You also knew that, if this individual was doing a story about your organization, he or she was going to try to contact you for comment. (Yes, I know there were some unsavory types who were going to tell the story their way; but at least you knew who they were and where their stories were going to appear!)
Today, as I constantly tell my Communication major students at Curry College, where I oversee the Public Relations Concentration and teach most of the PR-specific courses, things are different.
While we still have (and please, Lord, may they live long and prosper) mainstream media, most of whom are schooled in the ethics and practices of good journalism, there are growing legions of others who are not.
Things are changing, and it is on your shoulders to keep up with the times:
* The speed with which information can be transmitted has increased exponentially.
* The platforms through which information can be communicated increase daily.
* The audiences that potentially can be exposed to this information have expanded immeasurably.
* The ability to communicate ideas and opinions has no bounds.
The damage that can occur to your organization remains the same. Loss of reputation. Loss of revenue. Loss of...fill in the blank.
Back to you and PR. Part of your job is to make sure that your boss has the facts before he or she makes a decision and acts on it publicly... note the public part!
"But how do I keep track of the hundreds of bloggers and others who might have an interest in my organization?"
It's not easy, but there are any number of media monitoring services that you can use to monitor traffic and alert you to comments about your organization.
And, when you do become aware of potentially negative or inaccurate information being communicated about your organization, check it out. See what actually has been said.
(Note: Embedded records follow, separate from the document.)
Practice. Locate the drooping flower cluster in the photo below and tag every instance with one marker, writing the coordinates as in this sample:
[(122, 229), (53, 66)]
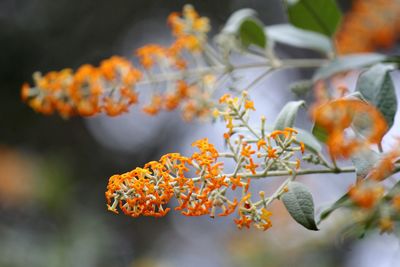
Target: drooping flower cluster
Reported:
[(110, 87), (146, 191), (368, 26)]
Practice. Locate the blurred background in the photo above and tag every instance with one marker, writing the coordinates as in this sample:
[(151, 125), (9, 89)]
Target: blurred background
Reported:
[(54, 172)]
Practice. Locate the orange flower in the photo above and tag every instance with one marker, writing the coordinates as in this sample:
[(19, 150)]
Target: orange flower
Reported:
[(271, 153), (248, 104)]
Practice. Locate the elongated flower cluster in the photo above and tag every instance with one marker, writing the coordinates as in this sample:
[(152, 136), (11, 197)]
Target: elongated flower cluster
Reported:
[(369, 25), (110, 87), (146, 191)]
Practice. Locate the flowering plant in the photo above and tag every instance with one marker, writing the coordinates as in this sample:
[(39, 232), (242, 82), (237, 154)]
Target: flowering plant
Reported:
[(192, 72)]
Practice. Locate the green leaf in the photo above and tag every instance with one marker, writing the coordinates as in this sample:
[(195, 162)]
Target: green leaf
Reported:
[(346, 63), (298, 201), (308, 140), (321, 16), (376, 86), (242, 29), (235, 20), (341, 202), (251, 32), (320, 133), (364, 160), (290, 35), (287, 116)]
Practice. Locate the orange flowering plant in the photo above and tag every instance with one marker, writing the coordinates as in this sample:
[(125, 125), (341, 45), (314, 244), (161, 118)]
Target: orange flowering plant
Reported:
[(192, 72)]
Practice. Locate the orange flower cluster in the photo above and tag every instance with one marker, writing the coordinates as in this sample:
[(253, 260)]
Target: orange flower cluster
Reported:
[(368, 26), (108, 88), (194, 99), (250, 213), (336, 116), (144, 191)]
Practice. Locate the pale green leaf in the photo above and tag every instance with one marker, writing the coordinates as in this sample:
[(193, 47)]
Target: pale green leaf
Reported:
[(251, 32), (346, 63), (299, 202), (376, 86), (293, 36), (308, 140), (321, 16)]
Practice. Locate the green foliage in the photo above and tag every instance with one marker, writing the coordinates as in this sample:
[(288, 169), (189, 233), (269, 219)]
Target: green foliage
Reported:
[(376, 86), (290, 35), (301, 88), (287, 116), (251, 32), (343, 201), (346, 63), (321, 16), (320, 133), (308, 140), (364, 161), (299, 202), (242, 29)]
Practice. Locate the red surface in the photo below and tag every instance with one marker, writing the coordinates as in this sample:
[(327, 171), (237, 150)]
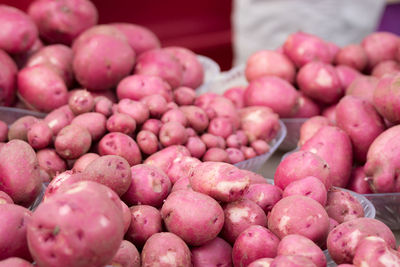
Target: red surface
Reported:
[(202, 26)]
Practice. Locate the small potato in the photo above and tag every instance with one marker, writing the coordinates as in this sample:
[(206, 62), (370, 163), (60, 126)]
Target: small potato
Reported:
[(149, 186), (72, 141), (121, 145), (146, 221)]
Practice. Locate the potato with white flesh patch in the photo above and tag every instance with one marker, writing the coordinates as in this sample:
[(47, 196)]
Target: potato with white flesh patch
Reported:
[(186, 210)]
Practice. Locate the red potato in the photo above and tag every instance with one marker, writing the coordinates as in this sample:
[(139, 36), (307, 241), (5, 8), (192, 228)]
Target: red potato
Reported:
[(51, 162), (19, 32), (352, 55), (146, 221), (57, 57), (140, 38), (39, 135), (310, 187), (219, 180), (303, 48), (320, 82), (239, 216), (8, 74), (72, 142), (185, 210), (322, 144), (254, 243), (216, 252), (41, 89), (114, 60), (359, 119), (70, 228), (192, 69), (149, 186), (269, 63), (343, 240), (159, 62), (380, 46), (19, 172), (62, 21), (121, 145), (165, 249), (126, 256), (299, 165), (259, 123), (273, 92), (298, 245), (299, 215), (13, 231)]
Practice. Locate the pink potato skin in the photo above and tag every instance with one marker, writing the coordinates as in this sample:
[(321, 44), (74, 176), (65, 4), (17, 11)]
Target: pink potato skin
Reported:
[(116, 61), (275, 93), (121, 145), (269, 63), (19, 172), (146, 221), (68, 224), (320, 82), (359, 119), (19, 32), (137, 86), (299, 215), (163, 246), (159, 62), (310, 187), (8, 74), (216, 252), (343, 239), (299, 245), (254, 243), (240, 215), (299, 165), (126, 256), (340, 162), (41, 89), (13, 231), (352, 55), (149, 186), (185, 210), (140, 38), (63, 21)]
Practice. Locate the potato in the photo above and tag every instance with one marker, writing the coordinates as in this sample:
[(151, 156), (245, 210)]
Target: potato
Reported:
[(149, 186), (121, 145), (299, 165), (323, 143), (298, 245), (140, 38), (219, 180), (19, 172), (81, 226), (239, 216), (19, 31), (8, 72), (320, 82), (254, 243), (146, 221), (269, 63), (273, 92), (343, 240), (13, 231), (359, 119), (216, 252), (72, 141), (165, 249), (299, 215)]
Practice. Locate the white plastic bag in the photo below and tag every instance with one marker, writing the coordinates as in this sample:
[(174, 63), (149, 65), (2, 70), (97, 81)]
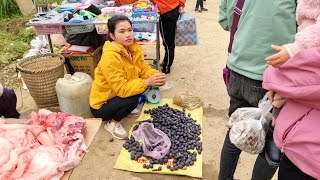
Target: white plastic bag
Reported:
[(248, 129)]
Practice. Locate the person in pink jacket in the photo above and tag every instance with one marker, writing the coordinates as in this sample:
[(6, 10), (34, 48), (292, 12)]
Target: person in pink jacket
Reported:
[(308, 36), (296, 131)]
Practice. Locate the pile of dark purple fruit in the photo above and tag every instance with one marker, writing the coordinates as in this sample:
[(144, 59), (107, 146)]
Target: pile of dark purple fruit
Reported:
[(183, 133)]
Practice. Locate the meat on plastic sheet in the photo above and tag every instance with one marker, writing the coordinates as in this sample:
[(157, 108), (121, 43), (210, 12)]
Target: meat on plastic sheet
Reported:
[(43, 148)]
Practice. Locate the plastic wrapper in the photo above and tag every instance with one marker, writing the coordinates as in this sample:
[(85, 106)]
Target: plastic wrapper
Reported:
[(248, 127), (187, 100), (155, 143)]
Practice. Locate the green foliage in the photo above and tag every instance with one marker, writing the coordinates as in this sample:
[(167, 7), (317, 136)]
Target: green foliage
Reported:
[(8, 8), (26, 34), (15, 39)]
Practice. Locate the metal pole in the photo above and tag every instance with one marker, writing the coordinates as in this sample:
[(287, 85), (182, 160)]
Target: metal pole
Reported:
[(48, 35), (158, 47)]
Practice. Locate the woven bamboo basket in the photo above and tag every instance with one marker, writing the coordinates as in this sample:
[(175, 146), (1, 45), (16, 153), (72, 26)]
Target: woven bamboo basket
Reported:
[(40, 73)]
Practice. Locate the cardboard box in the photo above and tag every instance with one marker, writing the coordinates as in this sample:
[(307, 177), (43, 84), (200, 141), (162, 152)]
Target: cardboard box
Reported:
[(84, 62)]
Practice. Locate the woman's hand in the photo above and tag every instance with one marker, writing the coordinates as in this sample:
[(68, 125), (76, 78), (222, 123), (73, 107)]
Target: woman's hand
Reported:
[(279, 58), (271, 95), (158, 79)]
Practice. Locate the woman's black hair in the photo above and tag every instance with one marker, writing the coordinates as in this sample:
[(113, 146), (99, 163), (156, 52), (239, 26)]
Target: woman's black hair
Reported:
[(112, 22)]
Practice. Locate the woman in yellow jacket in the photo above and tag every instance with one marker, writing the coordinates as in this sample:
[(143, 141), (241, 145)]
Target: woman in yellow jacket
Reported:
[(120, 77)]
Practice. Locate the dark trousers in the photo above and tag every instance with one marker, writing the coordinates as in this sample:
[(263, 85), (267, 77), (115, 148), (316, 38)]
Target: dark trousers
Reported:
[(8, 103), (168, 24), (287, 170), (199, 4), (243, 92), (116, 108)]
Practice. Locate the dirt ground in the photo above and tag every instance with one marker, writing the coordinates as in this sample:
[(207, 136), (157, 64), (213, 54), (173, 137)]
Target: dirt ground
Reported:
[(197, 69)]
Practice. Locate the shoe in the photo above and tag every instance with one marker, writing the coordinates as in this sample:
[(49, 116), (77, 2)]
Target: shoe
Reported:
[(135, 112), (198, 10), (272, 153), (116, 130)]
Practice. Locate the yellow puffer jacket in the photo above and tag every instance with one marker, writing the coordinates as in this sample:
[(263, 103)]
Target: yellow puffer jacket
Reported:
[(119, 75)]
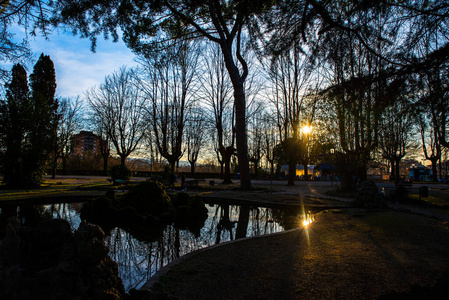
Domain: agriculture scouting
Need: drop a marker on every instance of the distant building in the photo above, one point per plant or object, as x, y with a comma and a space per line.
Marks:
86, 142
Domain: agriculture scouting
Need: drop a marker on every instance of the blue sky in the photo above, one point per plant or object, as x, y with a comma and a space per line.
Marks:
77, 67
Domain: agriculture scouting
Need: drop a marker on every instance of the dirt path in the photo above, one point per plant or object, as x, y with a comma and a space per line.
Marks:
350, 254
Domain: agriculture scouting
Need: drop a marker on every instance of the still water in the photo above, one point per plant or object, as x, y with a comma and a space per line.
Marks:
139, 257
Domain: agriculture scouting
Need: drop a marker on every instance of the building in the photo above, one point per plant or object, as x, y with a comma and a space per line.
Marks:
86, 142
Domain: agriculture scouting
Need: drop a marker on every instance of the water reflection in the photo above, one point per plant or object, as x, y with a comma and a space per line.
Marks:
139, 257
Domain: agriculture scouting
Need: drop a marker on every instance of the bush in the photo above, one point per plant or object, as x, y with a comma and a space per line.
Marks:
119, 172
Then determine what kind of response is needed...if any at all.
Next step...get face time with the person who is most qualified to respond and make sure he or she has the full story and not the "sound bites."
You may not win the battle all the time but, as I have said in so many previous posts, at least you will have done your job as a qualified public relations counsel.
As Ivy Ledbetter Lee, arguably one of the "Fathers" of modern public relations, said in his Declaration of Principles (1906): "In brief, our plan is frankly, and openly, on behalf of business concerns and public institutions, to supply the press and public of the United States prompt and accurate information concerning subjects which it is of value and interest to the public to know about."
It's as simple...and as complicated...as that.